Wednesday, August 31, 2016

Continuing Thoughts on Audiobooks

Continuing my thoughts on audiobooks from a few days ago, which you can read here if you haven’t already. I mentioned in that post how I love that audiobooks can bring books alive and make them so much more real. A lot of this is credited to the narrator (and I suppose the director) for how well they tell the story itself. Well, a narrator can also kill a book too, which I’ll highlight in a few examples. These are books that aren’t necessarily bad books, but in my opinion the audiobook was not worth listening to.

The Inheritance Cycle by Christopher Paolini, read by Gerard Doyle

I will start off by saying Gerard Doyle has narrated A LOT of audiobooks, and there’s been some that I’ve enjoyed a lot more than Eragon et al, so I don’t entirely blame the narrator for this one. Eragon was always a good example of how I often dislike books that have gotten a lot of hype. I had tried to read it several times, but just hadn’t gotten that into it. So I decided to try the audio, since a lot of times that can get me over the hump. The narration ended up making all of the characters seem rather whiny and weak, and although I slogged all the way through the first book, I did not get any farther in the series. And I have to say that Doyle’s voice for the dragon Sapphira was always completely ridiculous to me.

The Looking Glass Wars and Seeing Redd by Frank Beddor, read by Gerard Doyle

Another fail by Gerard Doyle, although I didn’t realize it until I started writing this post. The Looking Glass Wars, a retelling of Alice in Wonderland, was a book that should have been right up my alley. The synopsis made it sound amazing. And yet listening to it wasn’t so amazing. The urgency of the war was just never there for me. But I enjoyed it enough to try the sequel. Again, not wowed, but now I wanted to find out what happened. So when the third book came out, I simply read it rather than listening to it. And suddenly, the world and characters and plot and motivations became so much more real to me. I ate the book up. To this day I’m still not sure if the third book was so much better than the other two, or if it was the lackluster narration of the first two books that made me not like them so much.
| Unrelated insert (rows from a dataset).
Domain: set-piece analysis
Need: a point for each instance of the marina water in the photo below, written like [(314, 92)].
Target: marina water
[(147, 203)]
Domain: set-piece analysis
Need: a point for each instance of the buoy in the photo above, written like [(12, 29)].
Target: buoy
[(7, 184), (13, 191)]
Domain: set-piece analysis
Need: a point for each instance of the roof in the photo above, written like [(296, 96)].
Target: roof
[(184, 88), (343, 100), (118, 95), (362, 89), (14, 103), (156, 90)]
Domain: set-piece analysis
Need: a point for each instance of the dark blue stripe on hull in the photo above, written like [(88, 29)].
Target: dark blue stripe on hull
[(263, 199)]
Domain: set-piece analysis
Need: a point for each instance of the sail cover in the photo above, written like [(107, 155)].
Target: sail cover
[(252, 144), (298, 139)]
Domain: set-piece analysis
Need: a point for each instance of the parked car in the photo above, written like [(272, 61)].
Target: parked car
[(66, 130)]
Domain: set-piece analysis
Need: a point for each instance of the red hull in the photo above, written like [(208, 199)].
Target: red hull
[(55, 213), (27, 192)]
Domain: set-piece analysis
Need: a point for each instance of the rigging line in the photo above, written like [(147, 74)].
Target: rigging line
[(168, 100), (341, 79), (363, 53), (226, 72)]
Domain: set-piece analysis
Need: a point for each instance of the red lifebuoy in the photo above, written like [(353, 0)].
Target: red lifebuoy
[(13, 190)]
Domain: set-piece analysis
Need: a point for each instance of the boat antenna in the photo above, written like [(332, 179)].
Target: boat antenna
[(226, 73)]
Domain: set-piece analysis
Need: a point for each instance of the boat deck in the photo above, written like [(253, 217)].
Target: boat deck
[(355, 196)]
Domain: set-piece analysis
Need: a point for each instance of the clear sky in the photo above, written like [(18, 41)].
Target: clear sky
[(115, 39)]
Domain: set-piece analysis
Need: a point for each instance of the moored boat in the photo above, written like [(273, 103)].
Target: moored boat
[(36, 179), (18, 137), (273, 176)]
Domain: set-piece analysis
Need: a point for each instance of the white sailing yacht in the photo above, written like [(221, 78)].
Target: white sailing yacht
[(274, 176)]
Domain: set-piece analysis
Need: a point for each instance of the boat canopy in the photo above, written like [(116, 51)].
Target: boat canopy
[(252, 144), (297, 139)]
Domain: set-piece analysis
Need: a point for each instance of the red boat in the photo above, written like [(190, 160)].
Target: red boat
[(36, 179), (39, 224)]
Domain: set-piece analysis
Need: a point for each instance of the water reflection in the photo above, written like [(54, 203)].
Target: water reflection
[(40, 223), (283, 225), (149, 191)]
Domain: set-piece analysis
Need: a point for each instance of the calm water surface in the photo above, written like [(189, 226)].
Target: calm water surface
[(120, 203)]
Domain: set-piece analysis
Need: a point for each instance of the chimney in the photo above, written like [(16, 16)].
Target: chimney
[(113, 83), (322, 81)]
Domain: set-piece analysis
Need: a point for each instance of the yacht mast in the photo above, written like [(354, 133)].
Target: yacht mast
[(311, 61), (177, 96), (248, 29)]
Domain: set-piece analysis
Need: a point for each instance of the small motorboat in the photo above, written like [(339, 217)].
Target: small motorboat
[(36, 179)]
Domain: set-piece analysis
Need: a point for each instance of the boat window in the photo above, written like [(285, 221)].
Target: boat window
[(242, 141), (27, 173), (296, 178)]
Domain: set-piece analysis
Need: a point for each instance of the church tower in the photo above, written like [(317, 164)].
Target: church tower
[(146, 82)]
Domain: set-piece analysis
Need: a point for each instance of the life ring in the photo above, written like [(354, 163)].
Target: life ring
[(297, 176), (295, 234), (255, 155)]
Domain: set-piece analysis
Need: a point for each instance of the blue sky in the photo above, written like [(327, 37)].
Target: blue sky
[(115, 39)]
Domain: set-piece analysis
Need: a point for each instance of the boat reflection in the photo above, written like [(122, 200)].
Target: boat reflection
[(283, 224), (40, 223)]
The Tale of Despereaux by Kate DiCamillo, read by Graeme Malcolm

I think I may be the only person in the entire world who didn’t love this book. It had all the hallmarks of a story I would have loved: a brave mouse knight, a princess in peril, etc. And yet it was rather forgettable to me. I listened to it several years ago and to this day I can remember that I didn’t like it, but not why I didn’t like it. One of the marks of a good audiobook is that it impresses the story into your mind. It’s something you can remember and reflect on. And this one just didn’t do it for me.

The Dispossessed series by Page Morgan, read by Katharine McEwan

I would be remiss if I only included male narrators in this post, so here’s a female narrator I didn’t care for. Although the narration itself didn’t bug me so much, the accents of the individual characters, especially the French characters, was ridiculous to the point of being distracting. Some narrators are more successful than other at creating distinct voices for each character, and let’s just say these books don’t do male characters well at all.

I could dig up more examples of audiobooks that fell short of my expectations, but if you’ve read the blog awhile, you know I don’t like talking a lot about things I didn’t like. I’d rather spend time on positive opinions. So I think I’ll leave the list off there. Now, by all means, feel free to try these audiobooks for yourself. I think audiobooks can be even more subjective than the books themselves, because the listener usually invests a lot more in the story than a reader would (or at least I do). So perhaps the things that bug me won’t bug you at all. Each book definitely has its own advantages, and each reader to his own of course!